Charles Murray ist ein amerikanischer Politikwissenschaftler, der wegen seiner Behauptungen über die genetische Disposition von Intelligenz höchst umstritten ist.

Inzwischen ist er auch "F. A. Hayek Chair Emeritus in Cultural Studies" am American Enterprise Institute. Hier haben Neoliberalismus und Biologismus eine gemeinsame Basis gefunden. Murray und der Erfolg seines Buches "The Bell Curve" sind ein Produkt der 1990er Jahre: Die damaligen Fortschritte in der Genetik führten zu der falschen Vorstellung, dass wir in unserer DNA jeweils ein Gen finden würden, das für fast alles verantwortlich ist. Dies hat sich als Irrtum erwiesen. Aber die missverstandene Wissenschaft der Genetik ist zu einem wichtigen Mittel geworden, um bestimmte Ideen der extremen Rechten politisch zu verankern.

Sie wird auch von der Rechten in immer wiederkehrenden Debatten über den Wohlfahrtsstaat verwendet.

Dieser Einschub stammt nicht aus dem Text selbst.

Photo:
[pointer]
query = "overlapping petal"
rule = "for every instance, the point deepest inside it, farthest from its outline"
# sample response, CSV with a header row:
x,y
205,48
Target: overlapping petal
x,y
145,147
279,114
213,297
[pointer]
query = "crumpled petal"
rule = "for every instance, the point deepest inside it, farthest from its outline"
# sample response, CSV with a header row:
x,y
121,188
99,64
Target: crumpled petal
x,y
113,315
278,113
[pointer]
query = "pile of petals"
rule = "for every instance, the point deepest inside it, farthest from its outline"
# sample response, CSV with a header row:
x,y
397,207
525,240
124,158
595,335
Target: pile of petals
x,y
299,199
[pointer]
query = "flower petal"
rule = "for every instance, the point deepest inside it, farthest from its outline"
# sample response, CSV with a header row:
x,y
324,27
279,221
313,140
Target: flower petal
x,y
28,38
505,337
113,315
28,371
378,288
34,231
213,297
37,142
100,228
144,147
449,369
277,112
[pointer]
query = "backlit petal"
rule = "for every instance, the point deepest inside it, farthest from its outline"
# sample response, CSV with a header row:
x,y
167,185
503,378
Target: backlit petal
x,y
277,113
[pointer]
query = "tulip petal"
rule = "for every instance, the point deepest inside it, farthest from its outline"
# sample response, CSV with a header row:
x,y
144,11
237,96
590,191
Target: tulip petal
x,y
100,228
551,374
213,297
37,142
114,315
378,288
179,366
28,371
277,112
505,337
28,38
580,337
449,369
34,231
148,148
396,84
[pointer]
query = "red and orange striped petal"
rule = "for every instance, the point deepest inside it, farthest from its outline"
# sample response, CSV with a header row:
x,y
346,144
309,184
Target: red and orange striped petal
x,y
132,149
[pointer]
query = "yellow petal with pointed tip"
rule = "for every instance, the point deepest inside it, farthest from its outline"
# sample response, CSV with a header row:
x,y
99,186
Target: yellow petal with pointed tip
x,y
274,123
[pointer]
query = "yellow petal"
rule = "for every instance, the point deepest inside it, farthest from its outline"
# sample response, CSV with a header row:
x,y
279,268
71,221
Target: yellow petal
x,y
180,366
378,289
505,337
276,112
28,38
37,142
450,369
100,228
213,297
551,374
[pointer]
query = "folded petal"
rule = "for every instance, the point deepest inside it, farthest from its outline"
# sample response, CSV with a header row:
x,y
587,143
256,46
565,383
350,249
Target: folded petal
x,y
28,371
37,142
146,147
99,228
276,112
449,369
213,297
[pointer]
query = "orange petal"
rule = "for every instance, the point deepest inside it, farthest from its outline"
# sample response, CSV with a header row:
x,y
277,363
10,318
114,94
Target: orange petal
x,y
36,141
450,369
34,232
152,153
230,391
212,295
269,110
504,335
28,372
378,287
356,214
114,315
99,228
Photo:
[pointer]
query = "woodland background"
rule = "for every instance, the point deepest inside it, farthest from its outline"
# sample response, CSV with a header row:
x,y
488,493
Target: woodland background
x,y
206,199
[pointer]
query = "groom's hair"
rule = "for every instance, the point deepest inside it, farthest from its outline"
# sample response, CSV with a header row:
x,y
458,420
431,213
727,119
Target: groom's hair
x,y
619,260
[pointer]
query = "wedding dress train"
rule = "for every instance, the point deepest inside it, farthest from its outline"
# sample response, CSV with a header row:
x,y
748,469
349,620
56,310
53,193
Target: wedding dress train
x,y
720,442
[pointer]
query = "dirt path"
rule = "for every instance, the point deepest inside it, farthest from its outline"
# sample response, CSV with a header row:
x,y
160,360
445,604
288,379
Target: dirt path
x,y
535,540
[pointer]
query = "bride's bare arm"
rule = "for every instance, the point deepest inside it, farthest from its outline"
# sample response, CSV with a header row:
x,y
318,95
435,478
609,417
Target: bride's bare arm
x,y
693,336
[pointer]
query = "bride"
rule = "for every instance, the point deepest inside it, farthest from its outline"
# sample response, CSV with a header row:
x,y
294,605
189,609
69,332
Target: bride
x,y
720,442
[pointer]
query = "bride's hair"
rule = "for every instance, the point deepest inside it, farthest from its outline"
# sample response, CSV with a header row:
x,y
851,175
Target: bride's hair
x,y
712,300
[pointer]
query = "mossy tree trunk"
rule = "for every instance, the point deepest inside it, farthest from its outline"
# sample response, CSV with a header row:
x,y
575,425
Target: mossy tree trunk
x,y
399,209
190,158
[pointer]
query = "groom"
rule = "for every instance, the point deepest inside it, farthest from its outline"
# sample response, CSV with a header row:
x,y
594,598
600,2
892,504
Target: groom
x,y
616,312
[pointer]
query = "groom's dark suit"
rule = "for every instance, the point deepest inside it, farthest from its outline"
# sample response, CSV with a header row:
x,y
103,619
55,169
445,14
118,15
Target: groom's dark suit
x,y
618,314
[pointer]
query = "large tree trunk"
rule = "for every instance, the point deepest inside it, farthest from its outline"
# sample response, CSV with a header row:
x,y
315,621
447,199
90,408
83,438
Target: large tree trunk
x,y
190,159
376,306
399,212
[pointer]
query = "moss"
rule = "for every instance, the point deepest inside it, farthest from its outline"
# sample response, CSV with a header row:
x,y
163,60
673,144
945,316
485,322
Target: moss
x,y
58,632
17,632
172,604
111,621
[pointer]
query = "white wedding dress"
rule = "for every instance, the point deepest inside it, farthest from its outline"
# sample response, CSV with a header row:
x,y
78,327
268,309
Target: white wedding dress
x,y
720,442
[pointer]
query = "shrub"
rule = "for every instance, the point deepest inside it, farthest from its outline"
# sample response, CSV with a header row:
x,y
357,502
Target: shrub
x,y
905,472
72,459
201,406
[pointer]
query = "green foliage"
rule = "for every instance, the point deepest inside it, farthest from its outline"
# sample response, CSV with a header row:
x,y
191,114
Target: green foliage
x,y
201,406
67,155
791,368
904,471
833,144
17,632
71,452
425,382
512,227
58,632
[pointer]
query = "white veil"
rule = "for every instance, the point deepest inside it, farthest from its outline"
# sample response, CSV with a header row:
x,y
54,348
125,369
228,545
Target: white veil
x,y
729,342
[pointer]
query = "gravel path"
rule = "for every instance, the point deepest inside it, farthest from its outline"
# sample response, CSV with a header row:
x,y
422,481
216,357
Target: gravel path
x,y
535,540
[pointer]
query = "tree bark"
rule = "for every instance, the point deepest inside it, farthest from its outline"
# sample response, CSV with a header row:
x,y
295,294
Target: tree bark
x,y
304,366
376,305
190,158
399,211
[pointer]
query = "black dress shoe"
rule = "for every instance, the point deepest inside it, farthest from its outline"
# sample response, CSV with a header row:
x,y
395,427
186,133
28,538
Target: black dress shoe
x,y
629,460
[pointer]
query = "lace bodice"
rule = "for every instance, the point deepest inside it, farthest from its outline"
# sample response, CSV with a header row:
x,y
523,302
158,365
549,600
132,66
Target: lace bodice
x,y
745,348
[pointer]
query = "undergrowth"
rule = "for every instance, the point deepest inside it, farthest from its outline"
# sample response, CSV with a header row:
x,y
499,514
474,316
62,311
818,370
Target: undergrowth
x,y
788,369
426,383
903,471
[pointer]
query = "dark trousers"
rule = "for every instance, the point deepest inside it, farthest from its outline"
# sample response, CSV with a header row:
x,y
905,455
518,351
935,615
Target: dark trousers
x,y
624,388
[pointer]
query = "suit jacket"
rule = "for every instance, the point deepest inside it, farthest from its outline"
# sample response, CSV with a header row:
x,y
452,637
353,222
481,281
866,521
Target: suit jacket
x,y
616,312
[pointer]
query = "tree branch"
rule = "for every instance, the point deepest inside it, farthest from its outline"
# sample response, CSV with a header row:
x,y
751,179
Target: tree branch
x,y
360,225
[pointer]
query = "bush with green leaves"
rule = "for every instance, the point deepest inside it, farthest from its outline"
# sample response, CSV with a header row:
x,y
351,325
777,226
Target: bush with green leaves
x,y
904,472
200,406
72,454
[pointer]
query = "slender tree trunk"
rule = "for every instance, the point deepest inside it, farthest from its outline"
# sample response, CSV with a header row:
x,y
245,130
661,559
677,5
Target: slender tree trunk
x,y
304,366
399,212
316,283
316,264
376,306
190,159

In den Vereinigten Staaten argumentierten bestimmte Kräfte, dass Wohlfahrt reine Zeitverschwendung sei, weil einige Menschen – in diesem Fall vor allem Afroamerikaner – einfach weniger intelligent seien als Weiße. Ziel war es, die Erfolge der Bürgerrechtsbewegung zu untergraben und soziale Ungleichheit zu legitimieren: Menschen mit "niedrigeren Intelligenzwerten" sollten nicht auf gleiches Einkommen oder Gleichbehandlung auf dem Arbeitsmarkt hoffen können. Auch Thilo Sarrazins Buch "Deutschland schafft sich ab" ist ein Paradebeispiel dafür, wie mit fadenscheinigen wissenschaftlichen Argumenten rassistische Ausgrenzung der Öffentlichkeit schmackhaft gemacht werden soll.

Doch spätestens mit dem Ende der Sowjetunion hätte der Neoliberalismus saturiert sein müssen: Der Kapitalismus hatte den Kommunismus zweifelsohne besiegt. Warum gab es eine solche Unzufriedenheit in Teilen des neoliberalen Lagers?

Als die kommunistische Bedrohung mit dem Zusammenbruch der Sowjetunion verschwand, herrschte bei der politischen Rechten ein Gefühl der Orientierungslosigkeit. Es stellte sich eine entscheidende Frage: War der Sieg vollständig? Und wenn nicht, wer war der neue Feind? Sie kam zu dem Schluss, dass ihr Kampf noch nicht vorbei sei. Nun sind aber nicht mehr die Kommunisten in Moskau der Feind, wie das während des Kalten Krieges der Fall war, sondern Menschen, die sich gegen Rassismus und Diskriminierung, für Umwelt- und Klimaschutz und soziale Gerechtigkeit einsetzen. Das zeigt, dass sich die Kampffront von der wirtschaftlichen in die kulturelle Sphäre verlagert hat.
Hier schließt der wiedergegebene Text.